2021 war kein besonders gutes Spielejahr, liest man hie und da, und der Blick auf den Releasekalender der Großen der Branche scheint das zu bestätigen. Chip- und Hardware-Lieferschwierigkeiten, pandemiebedingte Verzögerungen und nicht zuletzt eine Reihe von handfesten Skandalen haben das Vertrauen in die Branchenriesen nicht gerade gestärkt.

Das zeigt sich auch in den "Spiele des Jahres"-Listen und den Awards: Wo sich sonst die Großen drängeln, finden sich 2021 erstaunlich viele Spiele kleinerer Entwickler. Für alle, die nicht ausschließlich auf Hochglanz-Blockbuster schauen, war 2021 ein mehr als solides Jahr – und wegen diverser Lockdowns und des Mangels an großen Titeln haben sich auch vermehrt AAA-Verfechter mit den "Kleinen" beschäftigt. Ein Blick zurück auf das Indie-Jahr 2021 – mit etwa zwei Dutzend Highlights aus zwölf Monaten.

Frühling ohne AAA

Der Schreck des wackligen "Cyberpunk"-Launchs steckte vielen noch in den Knochen, große Releases gibt's zu Jahresbeginn aber traditionell ohnehin kaum – dieses Jahr war's noch dünner als sonst. Mit "The Medium" des polnischen Indiestudios Bloober Team konnten Horrorfans allerdings schon im Jänner Gänsehaut genießen – DER STANDARD hat getestet. Wer's aufbaustrategischer liebt, griff zum hervorragenden Early-Access-Titel "Dyson Sphere Program", der das Spielprinzip des Indie-Bestsellers "Factorio" in schickes 3D übersetzt. Elf Monate nach dem Frühstart überschlagen sich fast 50.000 "überwältigend positive" Rezensionen mit Lob – wir haben das Spiel schon bei Launch vor den Vorhang geholt.

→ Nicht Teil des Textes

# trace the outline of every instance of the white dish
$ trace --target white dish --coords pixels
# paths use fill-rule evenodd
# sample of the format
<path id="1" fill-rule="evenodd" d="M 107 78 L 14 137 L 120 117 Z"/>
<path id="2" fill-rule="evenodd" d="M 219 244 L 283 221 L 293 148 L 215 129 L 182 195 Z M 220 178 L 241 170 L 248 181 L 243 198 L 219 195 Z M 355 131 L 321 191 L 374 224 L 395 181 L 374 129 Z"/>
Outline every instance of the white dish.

Der größte Early-Access-Hype des Jahres folgte aber unmittelbar darauf: Das Sandbox-Phänomen "Valheim" ließ im Februar die Blockbuster-Dürre verschmerzen. Seit unserem Test hat sich das Wikingerspiel über acht Millionen Mal verkauft – und ist damit wohl unangefochten das kommerziell erfolgreichste Indiespiel des Jahres. Mit "Little Nightmares 2", "Loop Hero" und "Mundaun" folgten im ersten Jahresviertel noch drei sehr unterschiedliche, einzigartige Indie-Hochkaräter – ein starker Start in ein gutes Jahr für Indiespiele.

Aber ist das noch Indie?

Das zweite Quartal brachte mit "Resident Evil Village", dem Remake von "Mass Effect" und "Outriders" endlich ein wenig AAA-Futter, doch auch in der Preisklasse darunter gab es Grund zur Freude. Mit dem entspannten Kartenlegespiel "Dorfromantik" gelang dem Berliner Indiestudio Toukana ein heimlicher Games-Höhepunkt des Jahres – zahlreiche Awards und knapp 12.000 hymnische Rezensionen auf Steam sprechen ebenso für das Early-Access-Spiel wie der Gewinn in der Kategorie "Bestes Debüt" beim Deutschen Computerspielpreis.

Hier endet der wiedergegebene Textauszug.